Andrejs Strokins (b. 1984) is a Latvian photographer, living and working in Riga. He comes from a family that has Latvian, Polish and Russian-speaking roots. It has been both difficult and essential for Andrejs to re-examine and assess the multifaceted nature of his identity, its belonging to some community and history. When invited to MagiC Carpets residency to work with some communities in the suburbs of Riga, the artist’s attention was mainly focused on the experience of the younger generation who grew up in bilingual families and environments and receive most of their information from the social media. The artist was interested in the life of these young people, their thoughts on war in Ukraine and the feeling of identity in this time of history.
“I have Polish, Russian and Latvian roots, but now I feel more like part of the Ukrainian people. On the other hand, I feel ashamed of the presence of that little Russian particle in me. There is an urge to explore the feelings of others and to process personal experiences in the form of art or in a historical document,” says the artist.
In August, during his residence, Andrejs documented the demolition of a monument related to the Soviet occupation at Uzvaras park in Riga, which symbolically marked a defined boundary in relations to the “legacy” of the Soviet occupation’s past. In the fall of this year, the artist started to seek contact with young people who would be willing to share their stories about a misalignment of views among families or friends in connection to the war in Ukraine. However, the artist was confronted by unwillingness to share these stories: “The biggest surprise was that most Russian-speaking young people don’t want to share their stories. Partially I perceive that as a sense of shame and reluctance to irritate other family members. There are often completely opposite political views in the family, hence a different vision of Ukraine’s future, yet Ukraine’s future is also our future. It’s a rather trivial acknowledgment, but with every day, I acknowledge it even more.”
During the rest of the residency, Andrejs continued to work on the video material of the monument demolition and tried to find young people who would be ready to share their stories. We also felt that it’s important to talk about the questions that arise, but also about the impossibility of having these conversations – because people are scared, ashamed or sometimes because there is lack of interest to listen, lack of empathy.
On the evening of January 19th, Andrejs Strokins presented photographs and video material created during his residency. After that, a collective discussion was led by Ilze Dzenovska, an architect of peace-building and conflict settlement processes, with a publicist and philosopher Igor Gubenko, social anthropologist Inguna Potetinova, photographer Andrejs Strokins and scenographer Kristina Rezviha. Kristina was one of the people who was ready to share her story of search for belonging and identity in front of the camera.
Kristina grew up in Estonia, has a grandmother in Lithuania, currently lives in Latvia, and has just recently changed her alien passport and became a Latvian citizen. She claims she has done that in order to have the complete confidence that she is Latvian and she belongs here.

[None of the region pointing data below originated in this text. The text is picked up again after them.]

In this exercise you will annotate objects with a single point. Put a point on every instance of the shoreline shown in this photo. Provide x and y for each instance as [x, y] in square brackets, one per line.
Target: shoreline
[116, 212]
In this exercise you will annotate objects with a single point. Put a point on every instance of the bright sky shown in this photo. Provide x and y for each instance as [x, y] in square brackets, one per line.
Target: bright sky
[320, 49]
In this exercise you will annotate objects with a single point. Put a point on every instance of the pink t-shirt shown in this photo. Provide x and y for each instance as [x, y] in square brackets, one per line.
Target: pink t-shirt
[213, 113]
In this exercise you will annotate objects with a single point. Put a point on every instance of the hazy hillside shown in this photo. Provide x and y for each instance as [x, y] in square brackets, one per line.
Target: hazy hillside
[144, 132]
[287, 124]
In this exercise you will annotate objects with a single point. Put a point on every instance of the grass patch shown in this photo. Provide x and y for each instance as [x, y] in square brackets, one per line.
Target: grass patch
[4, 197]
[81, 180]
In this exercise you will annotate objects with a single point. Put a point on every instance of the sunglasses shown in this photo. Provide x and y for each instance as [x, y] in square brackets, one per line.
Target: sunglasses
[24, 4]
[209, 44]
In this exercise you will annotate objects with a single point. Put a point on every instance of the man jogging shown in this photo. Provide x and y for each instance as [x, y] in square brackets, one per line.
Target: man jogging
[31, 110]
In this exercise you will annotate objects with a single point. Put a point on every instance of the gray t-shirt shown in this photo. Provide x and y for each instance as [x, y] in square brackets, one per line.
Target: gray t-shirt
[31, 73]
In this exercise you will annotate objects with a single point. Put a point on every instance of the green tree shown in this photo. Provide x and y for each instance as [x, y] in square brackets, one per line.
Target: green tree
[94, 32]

She would need more reassurance from people around her.
Throughout the conversation, speakers confirmed that this reassurance from people requires for them to be empathic, but also to give empathy they need to feel safe and also willing to see beyond, or – between “black and white” statements, where something is completely good or completely bad. And that something that everyone agrees with is a common struggle in our society, for many reasons – interpretation of history, ways of dealing with the collective conflict and, of course, the ongoing war in Ukraine right now. It is easier and faster to operate in these “black and white” statements. But the reality of our world and relationships lies in the complexity and space between the binary thinking, where compassion, critical thinking and refusal to follow the leading hateful discourse inhabits.
What does belonging to an individual to some community and to the language group mean?
What creates the sense of belonging and what makes it difficult?
How are the belonging and identity constructed, how we can reconstruct it, or can we do it at all?
These and several other difficult and yet so important questions about belonging, identity and our common future were raised during the conversation. There were no easy answers, but the act of having these conversations in art works, in public the first year of the new three years period of the Magic Carpets residencies.